The Most Reverend Glen John Provost
Bishop of Lake Charles
24th Sunday in Ordinary Time
September 13, 2009
Cathedral of the Immaculate Conception
“What good is it, my brothers and sisters, if someone says he has faith but does not have works?” James 2:14
A few years ago I came across an article in a newspaper (Wall Street Journal, 2006) analyzing religious practice in this country. It reported that more and more churches were concentrating less on a message of repentance, meaning a change of heart from sin, and more on a message of personal success. The message was health and wealth. Have God on your side and you will be prosperous and successful. Yet, is this what we read in the Gospel?
In the Gospel today, Jesus sounds a theme that He repeated throughout His ministry and teaching. As a matter of fact, He left His own personal example to follow in regards to it. “Whoever wishes to come after me must deny himself, take up his cross, and follow me. For whoever wishes to save his life will lose it, but whoever loses his life for my sake and that of the gospel will save it” (Mark 8:34-35). Jesus actually added these words not included in our reading for this Sunday. He continued, “What profit is there for one to gain the whole world and forfeit his life?” (Mark 8:36)). I hear no “comfort” Gospel here. I hear a teaching that requires self-sacrifice. I hear that if we wish to be saved, then we must lose ourselves in Christ. I hear that each of us has a cross. To deny it is to deny a fundamental link to Christ. To accept that cross as part of redemption is the prelude to eternal life. That is what I hear.
Not long ago someone asked me the question, “Why is everything in the Catholic Church so sad?” That is an interesting question. Catholicism for me has always been a very joyful thing. I think perhaps the person who posed that question thought that there should be more “with-it” activities in the Church. Perhaps there were implied questions of relevancy to current topics. The question is difficult for me to answer because I do not understand the operating premise. In other words, I do not know where the question is coming from.

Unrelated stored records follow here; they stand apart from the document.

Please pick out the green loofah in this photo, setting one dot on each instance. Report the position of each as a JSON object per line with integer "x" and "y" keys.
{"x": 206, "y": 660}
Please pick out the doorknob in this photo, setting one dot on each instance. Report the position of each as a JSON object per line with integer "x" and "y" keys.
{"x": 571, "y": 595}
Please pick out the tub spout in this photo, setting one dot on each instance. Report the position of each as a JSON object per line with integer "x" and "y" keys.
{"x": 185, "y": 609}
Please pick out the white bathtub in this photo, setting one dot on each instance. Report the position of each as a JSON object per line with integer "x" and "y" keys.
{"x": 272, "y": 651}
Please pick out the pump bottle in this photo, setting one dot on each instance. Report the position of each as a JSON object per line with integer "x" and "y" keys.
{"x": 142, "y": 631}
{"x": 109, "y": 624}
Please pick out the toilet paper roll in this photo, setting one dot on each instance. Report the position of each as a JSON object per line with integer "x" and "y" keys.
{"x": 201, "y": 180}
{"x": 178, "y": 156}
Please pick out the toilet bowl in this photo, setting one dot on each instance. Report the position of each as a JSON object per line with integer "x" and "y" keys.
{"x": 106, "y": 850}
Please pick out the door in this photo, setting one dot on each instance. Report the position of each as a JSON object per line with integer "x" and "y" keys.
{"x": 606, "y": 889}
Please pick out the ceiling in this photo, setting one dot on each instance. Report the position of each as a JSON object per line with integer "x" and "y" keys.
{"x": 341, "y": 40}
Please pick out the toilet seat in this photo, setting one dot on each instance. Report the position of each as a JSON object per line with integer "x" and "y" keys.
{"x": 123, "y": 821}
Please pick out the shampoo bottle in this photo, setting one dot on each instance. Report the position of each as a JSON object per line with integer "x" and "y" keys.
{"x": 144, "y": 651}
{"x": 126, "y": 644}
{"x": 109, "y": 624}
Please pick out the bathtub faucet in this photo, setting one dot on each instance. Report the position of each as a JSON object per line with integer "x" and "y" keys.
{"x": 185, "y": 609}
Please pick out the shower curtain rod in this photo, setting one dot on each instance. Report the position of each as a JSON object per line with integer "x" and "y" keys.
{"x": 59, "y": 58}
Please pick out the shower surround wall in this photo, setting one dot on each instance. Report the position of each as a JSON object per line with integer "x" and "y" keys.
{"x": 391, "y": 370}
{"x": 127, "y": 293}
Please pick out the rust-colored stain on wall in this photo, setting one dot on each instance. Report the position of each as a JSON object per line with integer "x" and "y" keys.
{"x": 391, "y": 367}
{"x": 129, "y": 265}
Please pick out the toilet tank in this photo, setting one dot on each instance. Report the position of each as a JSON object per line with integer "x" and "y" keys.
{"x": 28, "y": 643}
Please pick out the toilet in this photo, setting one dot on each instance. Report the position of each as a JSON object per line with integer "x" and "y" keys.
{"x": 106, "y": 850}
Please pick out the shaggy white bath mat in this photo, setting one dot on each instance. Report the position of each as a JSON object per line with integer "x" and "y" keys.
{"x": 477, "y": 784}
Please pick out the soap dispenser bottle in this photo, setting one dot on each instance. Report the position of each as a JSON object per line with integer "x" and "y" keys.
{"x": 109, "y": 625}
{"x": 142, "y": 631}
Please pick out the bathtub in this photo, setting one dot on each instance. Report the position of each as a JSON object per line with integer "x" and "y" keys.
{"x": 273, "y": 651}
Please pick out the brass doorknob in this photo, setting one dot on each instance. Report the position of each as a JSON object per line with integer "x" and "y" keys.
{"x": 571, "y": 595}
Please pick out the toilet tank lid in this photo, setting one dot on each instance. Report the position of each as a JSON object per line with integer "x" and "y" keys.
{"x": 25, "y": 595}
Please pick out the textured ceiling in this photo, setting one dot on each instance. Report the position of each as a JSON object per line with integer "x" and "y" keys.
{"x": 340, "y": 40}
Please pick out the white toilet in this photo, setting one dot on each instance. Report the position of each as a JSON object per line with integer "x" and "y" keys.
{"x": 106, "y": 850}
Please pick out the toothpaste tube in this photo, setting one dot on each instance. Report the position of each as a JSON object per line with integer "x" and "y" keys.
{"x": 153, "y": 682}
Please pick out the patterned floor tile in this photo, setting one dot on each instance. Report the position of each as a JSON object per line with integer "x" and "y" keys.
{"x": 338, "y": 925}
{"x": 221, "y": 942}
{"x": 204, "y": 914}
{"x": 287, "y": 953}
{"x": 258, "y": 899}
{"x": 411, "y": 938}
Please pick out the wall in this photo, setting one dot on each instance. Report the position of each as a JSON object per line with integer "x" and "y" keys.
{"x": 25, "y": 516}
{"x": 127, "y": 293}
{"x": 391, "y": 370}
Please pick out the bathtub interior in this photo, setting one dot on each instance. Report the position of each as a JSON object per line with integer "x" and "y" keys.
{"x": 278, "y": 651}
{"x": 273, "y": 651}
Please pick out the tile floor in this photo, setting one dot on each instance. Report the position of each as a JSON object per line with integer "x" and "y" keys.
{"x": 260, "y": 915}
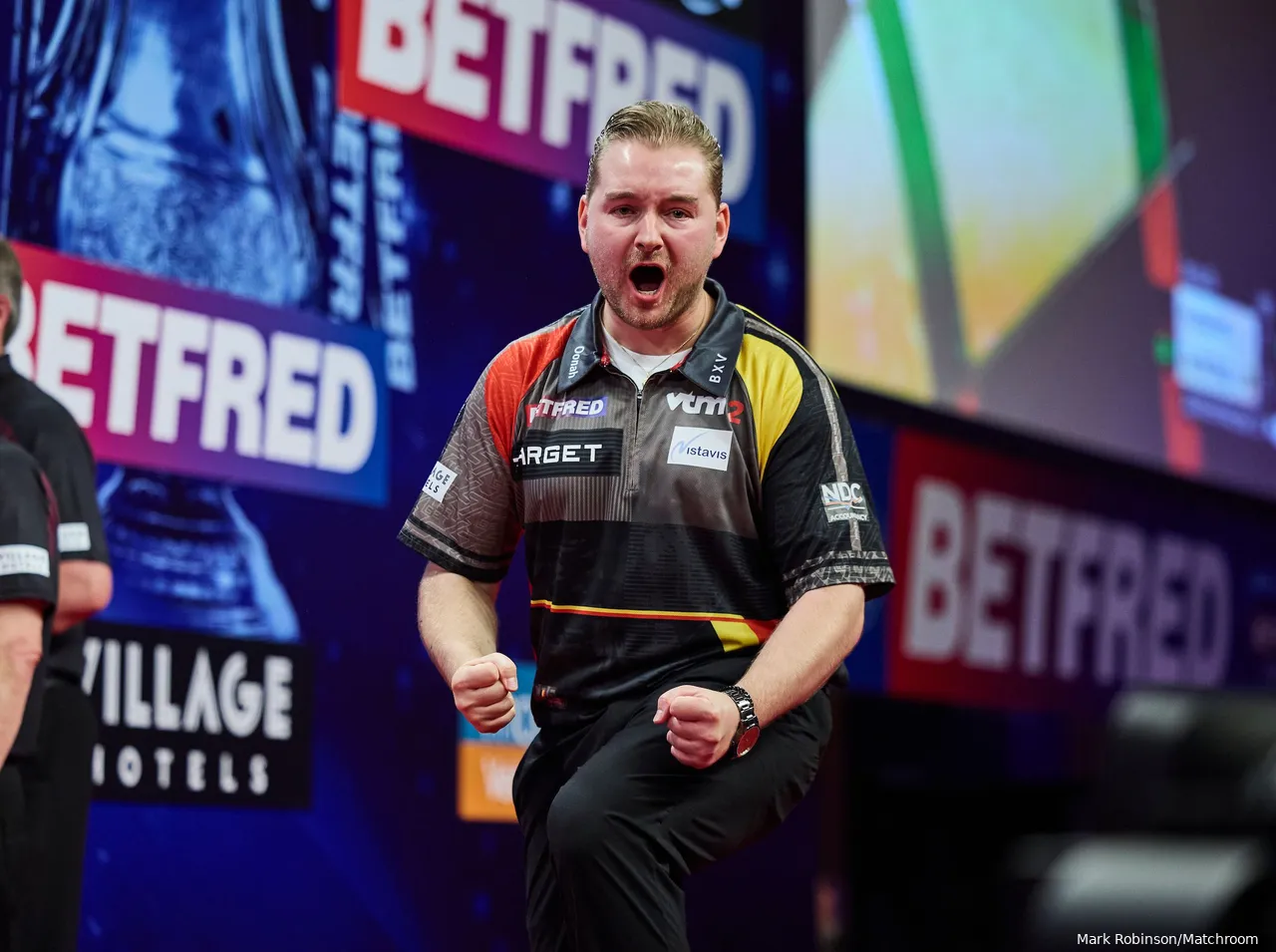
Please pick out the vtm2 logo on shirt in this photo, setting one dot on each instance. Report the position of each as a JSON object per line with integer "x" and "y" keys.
{"x": 693, "y": 446}
{"x": 707, "y": 406}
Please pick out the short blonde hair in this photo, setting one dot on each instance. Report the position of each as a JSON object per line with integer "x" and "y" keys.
{"x": 659, "y": 126}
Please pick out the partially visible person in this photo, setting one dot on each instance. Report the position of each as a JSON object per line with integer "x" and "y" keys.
{"x": 45, "y": 429}
{"x": 28, "y": 599}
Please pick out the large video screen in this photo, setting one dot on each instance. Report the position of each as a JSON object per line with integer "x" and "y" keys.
{"x": 1053, "y": 215}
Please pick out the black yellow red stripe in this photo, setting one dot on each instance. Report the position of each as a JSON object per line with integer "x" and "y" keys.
{"x": 733, "y": 631}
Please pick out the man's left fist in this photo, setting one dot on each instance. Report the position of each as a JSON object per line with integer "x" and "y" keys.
{"x": 701, "y": 724}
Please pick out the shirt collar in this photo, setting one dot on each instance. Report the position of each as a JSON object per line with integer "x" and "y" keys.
{"x": 709, "y": 365}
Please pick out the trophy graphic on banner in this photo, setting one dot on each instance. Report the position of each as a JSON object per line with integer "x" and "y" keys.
{"x": 186, "y": 162}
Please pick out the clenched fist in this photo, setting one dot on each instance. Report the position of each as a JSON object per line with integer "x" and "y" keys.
{"x": 701, "y": 724}
{"x": 482, "y": 691}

Worship in the Catholic Church has always been, as it was for the Jews, a matter of sacrifice. Worship is simply what we offer God. Salvation is what God offers us. Worship is not really a question of coffee and donuts, fellowship, videos for the kids, or games for the pre-teens—as worthy as these may be and as necessary for establishing a sense of community in a parish or church. When I come to worship, I must have something to offer. I offer myself, but if the self I offer is grateful that I am not like everybody else, then what am I offering God? My pride? My hubris? If my offering only involves what God can do for me, then isn’t that like a child who only calls his parents when he needs something? Some might say, at least he is calling out to his parents. True, but what a pity there isn’t more.
What we are talking about is something essential. We are talking about what makes us pleasing to God, and pride, self-satisfaction and self-congratulation are not what pleases God. If we think this way, then we indeed are “thinking not as God does, but as human beings do” (Mark 8:33). “What good is it, my brothers and sisters,” St. James asks in the second reading, “if someone says he has faith but does not have works?” (James 2:14). St. James asks a hard question. It is the question of the sheep and goats. On the Day of Judgment, Jesus says, the question posed will be did you feed me when I was hungry, cloth me when I was naked, welcome me when I was a stranger? (Matthew 25:31ff.). In the vocabulary of salvation, it is never a question of words. It is a question of action, and that action is the giving of self. “If a brother or sister has nothing to wear and has no food for the day, and one of you says to them, ‘Go in peace, keep warm, and eat well,’ but you do not give them the necessities of the body, what good is it?” (James 2:15-16) To those who embraced the least of Christ’s brothers and sisters, however, the Lord will say, “Come, you who are blessed by my Father. Inherit the kingdom prepared for you from the foundation of the world. For I was hungry and you gave me food” (Matthew 25:34-35). I hear nothing of the Gospel of health and wealth. I hear everything about the gift of self.
This gift of self is what links the life of faith to the life of worship. When I come to worship and I am consumed with what I am offering to God beginning with the very offering of myself, then I learn a very important lesson about living. The essential lesson is what we see before us, Jesus hanging on a cross. There is an empty tomb, but there is no tomb without death. That we cannot forget. We must learn it now and never forget it. “For whoever wishes to save his life will lose it, but whoever loses his life for my sake and that of the gospel will save it” (Mark 8:35).